The runner beans are coming up nicely, by the way, although only five out of the ten planted are showing. This gives rise to some thought. This is the first time we've planted runner beans, so we don't really know what to expect. Are we really seeing only 50% germination? Or is something eating them?
- Go for a walk.
I won't be walking with the puppy for a while, of course. She will be just 8 weeks old when we pick her up, and she won't be going outside the house and garden - and the boat, of course - until the vet says it is ok. And even then, no long walks until she is grown.

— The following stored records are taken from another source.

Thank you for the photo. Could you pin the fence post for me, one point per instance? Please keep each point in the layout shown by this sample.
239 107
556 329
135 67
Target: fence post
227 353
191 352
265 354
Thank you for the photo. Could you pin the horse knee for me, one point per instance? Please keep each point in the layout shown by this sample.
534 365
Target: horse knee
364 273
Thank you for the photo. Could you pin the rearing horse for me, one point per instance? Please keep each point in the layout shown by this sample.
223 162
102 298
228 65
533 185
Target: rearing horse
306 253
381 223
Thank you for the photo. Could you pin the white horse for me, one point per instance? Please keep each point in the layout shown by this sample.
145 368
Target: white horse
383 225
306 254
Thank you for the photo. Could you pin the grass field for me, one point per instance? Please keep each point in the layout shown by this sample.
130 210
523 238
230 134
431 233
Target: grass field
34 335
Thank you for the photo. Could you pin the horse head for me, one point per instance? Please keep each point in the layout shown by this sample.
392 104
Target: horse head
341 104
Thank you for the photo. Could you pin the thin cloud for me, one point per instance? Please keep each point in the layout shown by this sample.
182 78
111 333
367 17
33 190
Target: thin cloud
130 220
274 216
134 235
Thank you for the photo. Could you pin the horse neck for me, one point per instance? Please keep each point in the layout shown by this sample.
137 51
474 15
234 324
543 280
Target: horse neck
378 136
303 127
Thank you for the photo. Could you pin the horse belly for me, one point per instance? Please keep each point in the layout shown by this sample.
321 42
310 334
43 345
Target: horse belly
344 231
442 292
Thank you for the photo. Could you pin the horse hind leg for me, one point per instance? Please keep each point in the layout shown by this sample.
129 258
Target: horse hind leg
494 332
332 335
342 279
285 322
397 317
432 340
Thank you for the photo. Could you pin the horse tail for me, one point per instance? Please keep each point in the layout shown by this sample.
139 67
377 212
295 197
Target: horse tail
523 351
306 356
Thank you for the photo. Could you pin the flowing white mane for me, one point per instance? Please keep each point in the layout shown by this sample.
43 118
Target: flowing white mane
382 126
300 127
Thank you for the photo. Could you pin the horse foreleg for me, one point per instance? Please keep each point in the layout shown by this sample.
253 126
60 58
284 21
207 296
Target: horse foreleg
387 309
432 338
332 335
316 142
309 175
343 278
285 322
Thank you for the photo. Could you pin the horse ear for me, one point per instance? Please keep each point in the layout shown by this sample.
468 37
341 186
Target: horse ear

However I am not so keen on limiting my own exercise, which is important to me. Fortunately, I do have a solution. We are getting a puppy sling, which is much like a baby sling.
Like that. Common sense, really. I can walk with little one until she's had enough, and then pick her up and put her in the sling. And then I can walk some more.
- Knit some more on Citron.
This is turning out to be a real pleasure. The yarn - Malabrigo Lace - is new to me, and it is just lovely, in so many ways. And the colour is beautiful too.
The rows are long in the ruffled sections - I currently have 348 stitches on the needle. And I am enjoying every single one of them.
- Decide what to knit next, when Dusk is finished.
This last is rather nice. A simple 5x5 ribbing, with a twilled edging worked in a slipstich pattern.
Ideally suited to the crisp handle and soft sheen of Silk Cotton, if you ask me. Ms Isager works it up with three yarns held together, a combination of cotton, linen, and viscose, producing a fabric with 4.5spi.
Silk Cotton works nicely too. I know this, because I have swatched. Yes, I am serious here. (And I have just noticed that my swatch is the wrong way up. But you get my drift.)
And isn't this a brilliant idea? I don't mean the swatching, although that is a good thought, and very necessary here. I mean that for every pattern in this book, the designer gives specific instructions for a swatch that incorporates the pattern stitches that will be used - and, get this - gives an actual size picture of a swatch.
So all you have to do is work your swatch, block it, and compare with the picture.
Brilliant, if you ask me. Also, rather fun.